Parágrafo único. Também caberá agravo
de instrumento contra decisões interlocutórias proferidas na fase de liquidação
de sentença ou de cumprimento de sentença, no processo de execução e no
processo de inventário.
Pedro não se conformou e recorreu ao STJ, que apreciou o tema. Cabe
agravo de instrumento neste caso?
SIM.
Com base em qual hipótese
de cabimento?
Inciso II. A decisão que trate
sobre a impossibilidade jurídica do pedido, sem extinguir o processo, é uma decisão
interlocutória que versa sobre o mérito do processo, enquadrando-se, portanto,
no inciso II do art. 1.015 do CPC/2015.
Mas a “possibilidade
jurídica” do pedido não é uma condição da ação?
NÃO, não é.
Possibilidade jurídica no
CPC/1973
No CPC/1973, a possibilidade
jurídica do pedido foi prevista como sendo uma das condições da ação. Isso foi
inspirado na teoria eclética da ação desenvolvida pelo jurista italiano Enrico
Tullio Liebman. O exemplo que inspirou Liebman a criar essa “condição” era o
ajuizamento da ação de divórcio na Itália.
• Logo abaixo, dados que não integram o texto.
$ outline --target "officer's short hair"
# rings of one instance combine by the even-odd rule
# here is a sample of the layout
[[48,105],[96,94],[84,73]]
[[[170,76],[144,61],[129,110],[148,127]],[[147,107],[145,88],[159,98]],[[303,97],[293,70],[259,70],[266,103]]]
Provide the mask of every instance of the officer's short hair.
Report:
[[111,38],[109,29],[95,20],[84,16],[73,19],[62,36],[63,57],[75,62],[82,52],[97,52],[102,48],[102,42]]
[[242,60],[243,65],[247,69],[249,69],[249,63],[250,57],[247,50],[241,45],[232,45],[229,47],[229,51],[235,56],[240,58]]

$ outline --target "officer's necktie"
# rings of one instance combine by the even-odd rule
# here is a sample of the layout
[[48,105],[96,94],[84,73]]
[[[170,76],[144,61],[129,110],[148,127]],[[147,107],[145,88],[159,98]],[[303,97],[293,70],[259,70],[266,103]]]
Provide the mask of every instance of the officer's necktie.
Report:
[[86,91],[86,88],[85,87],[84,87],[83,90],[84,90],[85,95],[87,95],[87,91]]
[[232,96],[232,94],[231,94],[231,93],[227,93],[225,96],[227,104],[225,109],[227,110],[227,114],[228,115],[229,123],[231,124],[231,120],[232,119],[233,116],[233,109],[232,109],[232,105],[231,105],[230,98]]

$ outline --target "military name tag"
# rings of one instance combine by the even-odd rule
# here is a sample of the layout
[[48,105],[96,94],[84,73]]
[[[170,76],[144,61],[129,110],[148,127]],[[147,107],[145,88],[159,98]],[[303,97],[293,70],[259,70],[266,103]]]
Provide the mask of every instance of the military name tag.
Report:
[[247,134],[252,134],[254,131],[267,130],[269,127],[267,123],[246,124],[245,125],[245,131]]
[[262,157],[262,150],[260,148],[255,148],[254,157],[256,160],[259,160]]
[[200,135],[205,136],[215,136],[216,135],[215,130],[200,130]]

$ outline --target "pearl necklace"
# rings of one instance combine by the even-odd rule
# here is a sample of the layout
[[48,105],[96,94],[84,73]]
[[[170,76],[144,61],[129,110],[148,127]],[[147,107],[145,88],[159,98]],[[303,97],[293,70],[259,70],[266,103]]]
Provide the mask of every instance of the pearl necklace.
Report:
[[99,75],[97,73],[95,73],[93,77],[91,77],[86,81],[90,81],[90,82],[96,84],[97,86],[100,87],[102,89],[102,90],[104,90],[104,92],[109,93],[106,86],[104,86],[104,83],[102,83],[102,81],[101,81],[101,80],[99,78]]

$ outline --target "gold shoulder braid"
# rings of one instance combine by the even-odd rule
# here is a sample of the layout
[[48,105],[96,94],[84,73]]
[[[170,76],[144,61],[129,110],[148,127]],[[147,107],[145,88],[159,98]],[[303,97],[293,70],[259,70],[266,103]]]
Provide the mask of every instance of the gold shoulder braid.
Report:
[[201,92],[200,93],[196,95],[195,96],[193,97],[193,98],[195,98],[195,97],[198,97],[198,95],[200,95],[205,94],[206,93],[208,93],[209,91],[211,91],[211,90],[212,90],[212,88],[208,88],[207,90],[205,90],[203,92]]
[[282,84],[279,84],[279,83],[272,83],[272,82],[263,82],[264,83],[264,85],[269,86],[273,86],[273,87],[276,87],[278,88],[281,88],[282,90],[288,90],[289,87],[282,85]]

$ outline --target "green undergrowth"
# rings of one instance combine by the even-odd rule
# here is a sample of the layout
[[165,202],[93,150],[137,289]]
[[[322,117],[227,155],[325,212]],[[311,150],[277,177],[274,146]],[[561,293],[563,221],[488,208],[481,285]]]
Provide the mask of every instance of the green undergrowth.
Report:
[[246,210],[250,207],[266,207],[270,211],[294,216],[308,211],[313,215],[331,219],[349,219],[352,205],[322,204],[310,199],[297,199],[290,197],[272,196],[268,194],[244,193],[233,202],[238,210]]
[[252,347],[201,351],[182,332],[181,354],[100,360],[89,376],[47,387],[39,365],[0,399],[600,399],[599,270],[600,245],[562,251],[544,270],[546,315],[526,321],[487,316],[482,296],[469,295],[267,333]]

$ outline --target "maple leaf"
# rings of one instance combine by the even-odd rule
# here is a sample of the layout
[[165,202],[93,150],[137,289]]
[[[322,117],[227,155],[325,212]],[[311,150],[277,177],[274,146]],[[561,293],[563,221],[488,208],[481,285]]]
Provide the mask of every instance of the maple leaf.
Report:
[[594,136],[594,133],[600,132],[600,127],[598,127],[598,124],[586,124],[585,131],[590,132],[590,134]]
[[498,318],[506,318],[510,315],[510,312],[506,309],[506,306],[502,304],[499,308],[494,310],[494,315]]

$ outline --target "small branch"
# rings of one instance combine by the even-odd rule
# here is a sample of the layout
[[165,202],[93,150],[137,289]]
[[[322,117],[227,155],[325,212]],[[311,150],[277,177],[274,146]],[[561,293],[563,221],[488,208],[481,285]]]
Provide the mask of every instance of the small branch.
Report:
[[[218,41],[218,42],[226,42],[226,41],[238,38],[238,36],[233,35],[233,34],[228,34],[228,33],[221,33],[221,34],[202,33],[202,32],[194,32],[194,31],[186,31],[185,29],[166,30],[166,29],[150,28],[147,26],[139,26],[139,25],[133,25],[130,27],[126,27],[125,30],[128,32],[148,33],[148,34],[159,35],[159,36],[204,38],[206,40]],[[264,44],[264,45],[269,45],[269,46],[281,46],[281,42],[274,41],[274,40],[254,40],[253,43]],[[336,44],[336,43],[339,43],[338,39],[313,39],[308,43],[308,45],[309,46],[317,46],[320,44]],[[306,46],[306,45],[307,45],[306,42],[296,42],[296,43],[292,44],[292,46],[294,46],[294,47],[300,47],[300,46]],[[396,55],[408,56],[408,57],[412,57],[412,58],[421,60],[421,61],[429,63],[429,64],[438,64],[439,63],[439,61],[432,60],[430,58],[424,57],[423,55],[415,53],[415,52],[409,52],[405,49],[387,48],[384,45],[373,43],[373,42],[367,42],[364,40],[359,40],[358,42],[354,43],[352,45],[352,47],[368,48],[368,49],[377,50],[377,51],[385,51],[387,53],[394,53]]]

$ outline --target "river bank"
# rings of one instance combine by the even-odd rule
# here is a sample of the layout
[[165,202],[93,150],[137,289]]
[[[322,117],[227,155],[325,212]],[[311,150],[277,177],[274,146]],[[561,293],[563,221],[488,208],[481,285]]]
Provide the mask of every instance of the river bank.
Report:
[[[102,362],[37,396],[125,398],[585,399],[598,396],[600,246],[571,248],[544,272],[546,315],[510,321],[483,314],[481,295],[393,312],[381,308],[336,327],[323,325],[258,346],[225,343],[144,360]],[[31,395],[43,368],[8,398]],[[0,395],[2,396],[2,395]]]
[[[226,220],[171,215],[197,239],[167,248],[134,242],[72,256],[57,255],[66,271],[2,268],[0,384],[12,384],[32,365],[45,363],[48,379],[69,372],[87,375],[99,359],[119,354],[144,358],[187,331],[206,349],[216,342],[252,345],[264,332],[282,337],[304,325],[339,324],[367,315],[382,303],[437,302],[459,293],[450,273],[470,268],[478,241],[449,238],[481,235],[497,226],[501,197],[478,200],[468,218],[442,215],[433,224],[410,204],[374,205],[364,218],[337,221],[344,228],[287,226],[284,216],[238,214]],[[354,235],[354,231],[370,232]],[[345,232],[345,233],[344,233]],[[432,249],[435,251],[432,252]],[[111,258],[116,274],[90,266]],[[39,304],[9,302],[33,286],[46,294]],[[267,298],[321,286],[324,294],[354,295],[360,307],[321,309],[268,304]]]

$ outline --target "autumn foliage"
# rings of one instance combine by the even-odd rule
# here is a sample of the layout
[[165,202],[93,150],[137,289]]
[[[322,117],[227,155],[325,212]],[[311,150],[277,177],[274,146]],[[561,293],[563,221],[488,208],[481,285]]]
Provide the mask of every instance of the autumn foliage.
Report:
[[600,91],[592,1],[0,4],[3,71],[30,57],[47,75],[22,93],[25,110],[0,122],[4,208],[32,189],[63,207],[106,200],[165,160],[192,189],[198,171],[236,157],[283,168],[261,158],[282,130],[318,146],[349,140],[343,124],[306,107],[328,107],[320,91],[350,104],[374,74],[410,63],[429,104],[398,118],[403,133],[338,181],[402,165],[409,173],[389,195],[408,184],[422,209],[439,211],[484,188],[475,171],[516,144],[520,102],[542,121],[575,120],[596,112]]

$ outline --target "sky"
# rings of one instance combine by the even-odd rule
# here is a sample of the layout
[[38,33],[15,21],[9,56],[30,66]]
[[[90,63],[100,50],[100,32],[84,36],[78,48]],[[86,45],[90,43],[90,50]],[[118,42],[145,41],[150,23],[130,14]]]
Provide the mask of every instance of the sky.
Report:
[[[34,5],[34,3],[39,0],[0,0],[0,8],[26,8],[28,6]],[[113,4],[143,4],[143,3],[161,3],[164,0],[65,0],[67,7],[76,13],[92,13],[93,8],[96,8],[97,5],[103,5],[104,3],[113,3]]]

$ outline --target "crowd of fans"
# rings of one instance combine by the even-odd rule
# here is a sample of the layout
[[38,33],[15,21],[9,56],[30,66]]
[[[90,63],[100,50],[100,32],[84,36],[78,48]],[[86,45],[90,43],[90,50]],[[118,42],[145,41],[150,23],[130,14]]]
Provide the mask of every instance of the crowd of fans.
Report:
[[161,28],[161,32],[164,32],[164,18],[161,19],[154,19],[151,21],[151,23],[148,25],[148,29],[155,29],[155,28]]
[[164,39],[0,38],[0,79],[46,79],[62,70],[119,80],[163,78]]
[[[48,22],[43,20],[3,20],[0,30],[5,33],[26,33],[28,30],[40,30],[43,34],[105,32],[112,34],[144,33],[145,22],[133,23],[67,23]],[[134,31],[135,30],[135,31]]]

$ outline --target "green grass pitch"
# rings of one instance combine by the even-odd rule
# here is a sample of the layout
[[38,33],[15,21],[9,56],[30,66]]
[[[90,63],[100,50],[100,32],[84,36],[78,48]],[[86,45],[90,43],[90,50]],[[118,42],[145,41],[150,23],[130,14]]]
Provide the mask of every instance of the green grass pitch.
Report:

O divórcio era proibido naquele país
e Liebman dizia que, se fosse ajuizada uma ação requerendo o divórcio, haveria
impossibilidade jurídica do pedido.
Ocorre que Liebman, já na 3ª
edição de seu livro “Manual de Direito Processual Civil “(publicado no ano em
que foi aprovado o CPC/1973), deixou de defender a ideia de que a
“possibilidade jurídica do pedido” seria uma terceira condição da ação. Isso se
deu pelo fato, em 1970, de ter sido aprovada, na Itália, uma lei que passou a
permitir o divórcio naquela país. Assim, o exemplo que era dado pelo jurista deixou
de existir. Nesse sentido: DIDIER JR., Fredie. Curso de direito processual
civil. Vol. 1. 11ª ed., Salvador: Juspodivm, 2009, p. 201.
Conclui-se, assim, que a
possibilidade jurídica do pedido como terceira condição da ação foi obra
exclusiva do legislador do CPC/1973 e que sofreu, desde a sua entrada em vigor,
contundentes críticas da doutrina que, àquela época, já qualificava a
possibilidade jurídica do pedido como uma questão de mérito.
Possibilidade jurídica no
CPC/2015
O CPC/2015 deixou de considerar a
possibilidade jurídica do pedido como sendo uma condição da ação e passou a
entender que se trata de uma “questão de mérito”, conforme constou
expressamente na Exposição de Motivos do novo Código:
“Com o objetivo de se dar maior
rendimento a cada processo, individualmente considerado, e atendendo a críticas
tradicionais da doutrina, deixou, a possibilidade jurídica do pedido, de ser
condição da ação. A sentença que, à luz da lei revogada seria de carência da
ação, à luz do Novo CPC é de improcedência e resolve definitivamente a
controvérsia.”
Justamente
por isso, o CPC/2015 não fala em “possibilidade jurídica do pedido” em seu art.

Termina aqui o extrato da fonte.